Telah diungkit sebelumnya, mudah lelah meski telah beristirahat dengan cukup biasanya berkaitan dengan gagal jantung. Pada kasus ini, rasa lelah yang dirasakan sangat ekstrem meski hanya melakukan sedikit aktivitas.

Ketika sudah memasuki kasus gagal jantung yang parah, penderita akan lebih sulit melakukan aktivitas karena tidak memiliki banyak tenaga. 

2. Bengkak di area tubuh tertentu

Karena jantung tidak bisa bekerja secara maksimal untuk memompa darah, beberapa area tubuh akan lebih mungkin mengalami pembengkakkan. Salah satu bagian tubuh yang rentan mengalami kondisi ini adalah kaki.

3. Sesak napas 

Selain merasa lelah, para penderita gagal jantung juga bisa merasakan sesak napas.

“Karena tidak bisa memompa dengan baik, cairan darah juga akan menumpuk pada paru dan menyebabkan sesak napas bagi penderitanya,” ujar dr. Alvin. 

Sesak napas akibat gagal jantung berbeda dari yang dialami oleh penderita infeksi paru. Pada sesak napas akibat gagal jantung, penderita biasanya tidak mengalami demam.
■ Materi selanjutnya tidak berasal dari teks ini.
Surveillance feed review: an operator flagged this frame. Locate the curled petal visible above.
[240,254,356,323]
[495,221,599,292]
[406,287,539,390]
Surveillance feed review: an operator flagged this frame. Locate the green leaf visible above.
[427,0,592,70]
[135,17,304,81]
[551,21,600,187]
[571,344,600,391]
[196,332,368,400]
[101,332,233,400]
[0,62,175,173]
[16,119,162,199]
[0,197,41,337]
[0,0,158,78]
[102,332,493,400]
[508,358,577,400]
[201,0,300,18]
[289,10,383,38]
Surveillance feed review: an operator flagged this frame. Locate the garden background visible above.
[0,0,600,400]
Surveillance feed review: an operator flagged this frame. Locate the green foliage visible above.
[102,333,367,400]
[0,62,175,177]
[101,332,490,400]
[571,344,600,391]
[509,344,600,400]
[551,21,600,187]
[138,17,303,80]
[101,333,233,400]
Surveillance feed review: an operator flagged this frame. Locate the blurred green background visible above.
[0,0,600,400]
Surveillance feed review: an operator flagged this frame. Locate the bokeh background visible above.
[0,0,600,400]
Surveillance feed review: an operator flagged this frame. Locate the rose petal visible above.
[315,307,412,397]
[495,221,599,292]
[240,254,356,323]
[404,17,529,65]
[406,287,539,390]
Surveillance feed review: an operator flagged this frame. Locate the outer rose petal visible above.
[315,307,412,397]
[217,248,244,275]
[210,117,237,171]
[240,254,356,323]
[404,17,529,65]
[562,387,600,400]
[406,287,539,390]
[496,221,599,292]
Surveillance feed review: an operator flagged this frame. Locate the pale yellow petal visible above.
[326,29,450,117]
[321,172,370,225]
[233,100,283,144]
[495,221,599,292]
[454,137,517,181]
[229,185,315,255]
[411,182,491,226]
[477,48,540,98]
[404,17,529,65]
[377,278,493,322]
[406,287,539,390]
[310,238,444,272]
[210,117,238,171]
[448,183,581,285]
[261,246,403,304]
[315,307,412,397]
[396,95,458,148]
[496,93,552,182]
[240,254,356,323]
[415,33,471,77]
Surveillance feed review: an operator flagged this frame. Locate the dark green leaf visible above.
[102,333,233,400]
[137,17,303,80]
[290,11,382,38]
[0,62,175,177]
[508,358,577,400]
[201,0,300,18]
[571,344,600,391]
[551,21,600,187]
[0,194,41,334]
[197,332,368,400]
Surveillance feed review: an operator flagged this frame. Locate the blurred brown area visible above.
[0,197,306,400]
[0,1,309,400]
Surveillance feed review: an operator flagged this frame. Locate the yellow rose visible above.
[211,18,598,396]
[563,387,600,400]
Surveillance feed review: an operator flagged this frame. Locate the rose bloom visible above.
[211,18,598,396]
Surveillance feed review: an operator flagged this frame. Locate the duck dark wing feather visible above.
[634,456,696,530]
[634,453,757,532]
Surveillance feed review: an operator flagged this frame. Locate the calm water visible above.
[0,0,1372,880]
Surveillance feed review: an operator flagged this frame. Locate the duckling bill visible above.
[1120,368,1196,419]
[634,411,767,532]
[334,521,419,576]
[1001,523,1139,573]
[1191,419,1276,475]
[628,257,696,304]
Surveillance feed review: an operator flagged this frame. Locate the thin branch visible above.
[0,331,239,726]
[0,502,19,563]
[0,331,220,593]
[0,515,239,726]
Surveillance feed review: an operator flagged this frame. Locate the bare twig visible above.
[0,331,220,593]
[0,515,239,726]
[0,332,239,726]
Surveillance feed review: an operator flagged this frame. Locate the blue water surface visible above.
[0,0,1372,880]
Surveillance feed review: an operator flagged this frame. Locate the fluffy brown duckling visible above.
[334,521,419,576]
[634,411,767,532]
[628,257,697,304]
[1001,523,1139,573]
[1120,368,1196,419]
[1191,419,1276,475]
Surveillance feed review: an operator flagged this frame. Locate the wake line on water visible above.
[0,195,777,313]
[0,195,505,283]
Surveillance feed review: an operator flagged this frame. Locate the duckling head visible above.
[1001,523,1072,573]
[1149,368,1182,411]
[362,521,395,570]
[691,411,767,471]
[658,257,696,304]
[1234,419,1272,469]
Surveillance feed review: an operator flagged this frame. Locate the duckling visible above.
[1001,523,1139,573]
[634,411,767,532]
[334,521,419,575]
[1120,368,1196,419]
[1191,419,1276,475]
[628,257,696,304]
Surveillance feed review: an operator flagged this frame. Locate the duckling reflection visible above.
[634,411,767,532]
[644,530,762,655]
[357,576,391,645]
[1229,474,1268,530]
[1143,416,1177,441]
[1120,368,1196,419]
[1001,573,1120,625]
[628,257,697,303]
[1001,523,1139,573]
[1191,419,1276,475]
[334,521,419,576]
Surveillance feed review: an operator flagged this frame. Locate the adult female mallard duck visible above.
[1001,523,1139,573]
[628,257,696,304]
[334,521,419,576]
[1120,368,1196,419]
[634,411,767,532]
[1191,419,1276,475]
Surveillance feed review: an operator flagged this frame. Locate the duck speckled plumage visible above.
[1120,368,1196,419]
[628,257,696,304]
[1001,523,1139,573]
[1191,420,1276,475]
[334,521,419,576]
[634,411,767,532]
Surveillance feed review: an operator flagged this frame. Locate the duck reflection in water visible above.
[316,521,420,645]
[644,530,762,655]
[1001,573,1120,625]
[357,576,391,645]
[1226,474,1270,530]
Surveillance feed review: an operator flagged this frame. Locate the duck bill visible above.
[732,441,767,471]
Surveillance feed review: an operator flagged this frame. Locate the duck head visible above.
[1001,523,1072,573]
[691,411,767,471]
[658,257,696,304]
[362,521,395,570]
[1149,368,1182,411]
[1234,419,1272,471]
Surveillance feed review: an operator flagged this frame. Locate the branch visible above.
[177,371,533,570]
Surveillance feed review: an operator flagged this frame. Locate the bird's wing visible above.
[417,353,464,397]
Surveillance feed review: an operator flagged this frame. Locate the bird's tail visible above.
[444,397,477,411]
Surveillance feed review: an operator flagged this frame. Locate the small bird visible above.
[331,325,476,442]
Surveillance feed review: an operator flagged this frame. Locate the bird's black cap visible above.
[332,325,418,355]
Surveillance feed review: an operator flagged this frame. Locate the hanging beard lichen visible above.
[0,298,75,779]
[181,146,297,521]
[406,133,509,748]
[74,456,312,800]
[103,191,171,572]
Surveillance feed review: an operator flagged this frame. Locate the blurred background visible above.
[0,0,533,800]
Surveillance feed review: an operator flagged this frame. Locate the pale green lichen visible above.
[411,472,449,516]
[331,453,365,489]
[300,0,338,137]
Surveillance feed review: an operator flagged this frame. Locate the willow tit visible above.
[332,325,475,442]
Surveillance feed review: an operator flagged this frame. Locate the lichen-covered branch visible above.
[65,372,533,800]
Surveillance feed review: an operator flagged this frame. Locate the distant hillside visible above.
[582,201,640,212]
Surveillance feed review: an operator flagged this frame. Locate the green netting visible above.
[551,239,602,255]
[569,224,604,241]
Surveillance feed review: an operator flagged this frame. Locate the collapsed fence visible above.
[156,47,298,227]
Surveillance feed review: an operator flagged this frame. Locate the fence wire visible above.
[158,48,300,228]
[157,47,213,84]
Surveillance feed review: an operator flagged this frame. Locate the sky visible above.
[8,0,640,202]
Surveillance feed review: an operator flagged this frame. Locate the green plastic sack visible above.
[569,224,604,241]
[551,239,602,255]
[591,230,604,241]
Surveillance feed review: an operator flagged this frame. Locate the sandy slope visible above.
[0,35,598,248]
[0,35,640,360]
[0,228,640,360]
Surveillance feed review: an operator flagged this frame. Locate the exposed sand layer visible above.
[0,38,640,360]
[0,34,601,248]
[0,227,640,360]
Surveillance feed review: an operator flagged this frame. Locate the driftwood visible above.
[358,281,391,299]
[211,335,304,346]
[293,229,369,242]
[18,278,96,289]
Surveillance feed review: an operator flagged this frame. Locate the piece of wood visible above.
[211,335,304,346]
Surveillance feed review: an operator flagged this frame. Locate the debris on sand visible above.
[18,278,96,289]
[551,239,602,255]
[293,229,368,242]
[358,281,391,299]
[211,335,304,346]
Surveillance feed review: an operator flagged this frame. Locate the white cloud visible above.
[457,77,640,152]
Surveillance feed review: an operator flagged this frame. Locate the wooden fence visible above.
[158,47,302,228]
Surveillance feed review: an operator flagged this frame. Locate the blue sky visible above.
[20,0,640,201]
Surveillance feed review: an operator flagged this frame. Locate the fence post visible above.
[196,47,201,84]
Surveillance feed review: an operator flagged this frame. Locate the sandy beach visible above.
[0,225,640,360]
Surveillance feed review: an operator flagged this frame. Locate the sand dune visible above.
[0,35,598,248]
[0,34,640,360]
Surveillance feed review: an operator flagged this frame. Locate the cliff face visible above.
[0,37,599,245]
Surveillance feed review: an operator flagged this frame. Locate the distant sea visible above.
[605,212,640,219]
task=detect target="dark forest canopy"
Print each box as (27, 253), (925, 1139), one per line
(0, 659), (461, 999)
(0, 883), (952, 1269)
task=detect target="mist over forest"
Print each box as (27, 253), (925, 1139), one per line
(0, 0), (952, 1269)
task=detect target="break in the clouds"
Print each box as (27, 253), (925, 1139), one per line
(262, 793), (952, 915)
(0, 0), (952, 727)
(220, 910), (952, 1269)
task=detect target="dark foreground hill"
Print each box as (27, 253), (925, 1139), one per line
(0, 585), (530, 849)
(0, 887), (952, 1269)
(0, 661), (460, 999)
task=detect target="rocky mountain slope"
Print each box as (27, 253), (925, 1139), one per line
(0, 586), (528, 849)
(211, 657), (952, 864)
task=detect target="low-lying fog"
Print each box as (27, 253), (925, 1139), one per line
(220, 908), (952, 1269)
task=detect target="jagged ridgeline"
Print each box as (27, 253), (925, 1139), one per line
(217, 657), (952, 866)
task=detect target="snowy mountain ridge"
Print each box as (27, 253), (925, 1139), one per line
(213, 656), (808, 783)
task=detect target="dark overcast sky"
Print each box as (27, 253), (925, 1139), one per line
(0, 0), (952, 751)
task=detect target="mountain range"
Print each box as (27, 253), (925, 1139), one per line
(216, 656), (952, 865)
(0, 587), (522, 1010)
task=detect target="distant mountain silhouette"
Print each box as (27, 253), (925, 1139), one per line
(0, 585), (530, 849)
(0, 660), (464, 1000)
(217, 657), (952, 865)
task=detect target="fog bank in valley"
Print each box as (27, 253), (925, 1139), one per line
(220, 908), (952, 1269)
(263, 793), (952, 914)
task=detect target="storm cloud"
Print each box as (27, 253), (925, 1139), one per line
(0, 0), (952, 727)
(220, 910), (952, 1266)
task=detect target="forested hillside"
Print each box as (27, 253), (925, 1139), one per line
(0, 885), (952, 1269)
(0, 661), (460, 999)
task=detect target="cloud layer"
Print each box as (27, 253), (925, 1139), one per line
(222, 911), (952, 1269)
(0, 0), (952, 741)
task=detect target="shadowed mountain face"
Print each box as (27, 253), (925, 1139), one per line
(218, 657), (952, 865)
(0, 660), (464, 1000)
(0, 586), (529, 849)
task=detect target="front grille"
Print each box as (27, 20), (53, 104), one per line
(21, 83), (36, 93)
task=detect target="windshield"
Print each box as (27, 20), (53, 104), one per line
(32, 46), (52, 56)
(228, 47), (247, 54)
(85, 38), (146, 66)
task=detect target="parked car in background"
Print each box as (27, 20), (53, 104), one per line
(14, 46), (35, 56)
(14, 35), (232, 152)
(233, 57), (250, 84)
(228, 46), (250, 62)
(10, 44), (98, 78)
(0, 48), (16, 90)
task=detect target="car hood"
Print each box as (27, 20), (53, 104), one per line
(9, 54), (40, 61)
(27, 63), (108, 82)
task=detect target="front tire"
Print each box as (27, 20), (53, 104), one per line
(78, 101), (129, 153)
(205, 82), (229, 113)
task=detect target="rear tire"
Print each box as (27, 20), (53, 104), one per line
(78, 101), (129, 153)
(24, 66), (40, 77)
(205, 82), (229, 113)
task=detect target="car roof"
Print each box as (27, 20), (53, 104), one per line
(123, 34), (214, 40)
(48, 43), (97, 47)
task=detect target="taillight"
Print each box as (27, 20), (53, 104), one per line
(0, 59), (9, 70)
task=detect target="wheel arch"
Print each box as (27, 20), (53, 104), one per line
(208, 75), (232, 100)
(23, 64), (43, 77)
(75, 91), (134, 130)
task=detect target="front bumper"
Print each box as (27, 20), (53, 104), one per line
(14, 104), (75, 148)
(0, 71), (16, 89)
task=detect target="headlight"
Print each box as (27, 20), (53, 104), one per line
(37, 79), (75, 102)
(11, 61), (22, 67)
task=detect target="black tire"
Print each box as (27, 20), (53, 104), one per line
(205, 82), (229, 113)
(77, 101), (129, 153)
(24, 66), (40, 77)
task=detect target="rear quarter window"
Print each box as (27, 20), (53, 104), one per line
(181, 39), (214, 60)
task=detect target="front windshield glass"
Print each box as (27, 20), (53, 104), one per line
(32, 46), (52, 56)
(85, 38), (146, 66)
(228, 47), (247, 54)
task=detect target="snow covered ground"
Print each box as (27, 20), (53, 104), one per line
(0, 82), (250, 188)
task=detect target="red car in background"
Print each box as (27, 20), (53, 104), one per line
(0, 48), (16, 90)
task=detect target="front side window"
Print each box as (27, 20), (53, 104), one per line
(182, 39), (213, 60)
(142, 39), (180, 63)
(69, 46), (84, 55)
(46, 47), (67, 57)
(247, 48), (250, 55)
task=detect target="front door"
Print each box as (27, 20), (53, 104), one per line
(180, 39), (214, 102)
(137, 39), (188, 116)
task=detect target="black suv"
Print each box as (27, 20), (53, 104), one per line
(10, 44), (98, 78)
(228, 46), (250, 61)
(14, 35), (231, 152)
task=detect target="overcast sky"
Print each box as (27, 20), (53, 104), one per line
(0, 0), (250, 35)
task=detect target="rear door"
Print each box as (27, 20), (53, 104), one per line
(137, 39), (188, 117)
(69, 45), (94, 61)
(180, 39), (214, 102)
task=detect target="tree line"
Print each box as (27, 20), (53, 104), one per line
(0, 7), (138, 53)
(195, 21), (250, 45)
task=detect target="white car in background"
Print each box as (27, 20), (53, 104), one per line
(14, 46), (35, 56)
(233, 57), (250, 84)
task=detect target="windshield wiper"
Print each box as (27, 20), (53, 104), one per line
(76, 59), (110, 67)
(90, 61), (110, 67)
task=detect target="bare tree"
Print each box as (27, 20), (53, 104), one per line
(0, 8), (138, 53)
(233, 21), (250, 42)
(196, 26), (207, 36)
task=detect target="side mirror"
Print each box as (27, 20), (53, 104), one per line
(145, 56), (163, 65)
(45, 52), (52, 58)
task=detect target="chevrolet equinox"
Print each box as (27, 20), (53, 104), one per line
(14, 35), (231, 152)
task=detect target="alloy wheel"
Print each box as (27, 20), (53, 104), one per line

Tak terbatas pada tanda dan gejala tersebut, sebagian orang dengan gagal jantung juga bisa mengalami keluhan-keluhan lain seperti batuk yang menetap, peningkatan denyut jantung, dan pusing berulang. Keluhan-keluhan ini dapat timbul dalam jangka waktu cepat (gagal jantung akut), maupun secara perlahan dalam jangka waktu yang lama (gagal jantung kronik).

Jika Anda mendapati adanya tanda dan gejala yang berkaitan dengan gagal jantung – misalnya mudah lelah – jangan sungkan untuk berkonsultasi lebih lanjut pada dokter. Semakin dini penyakit jantung dideteksi dan diobati, semakin besar pula peluang untuk sembuh.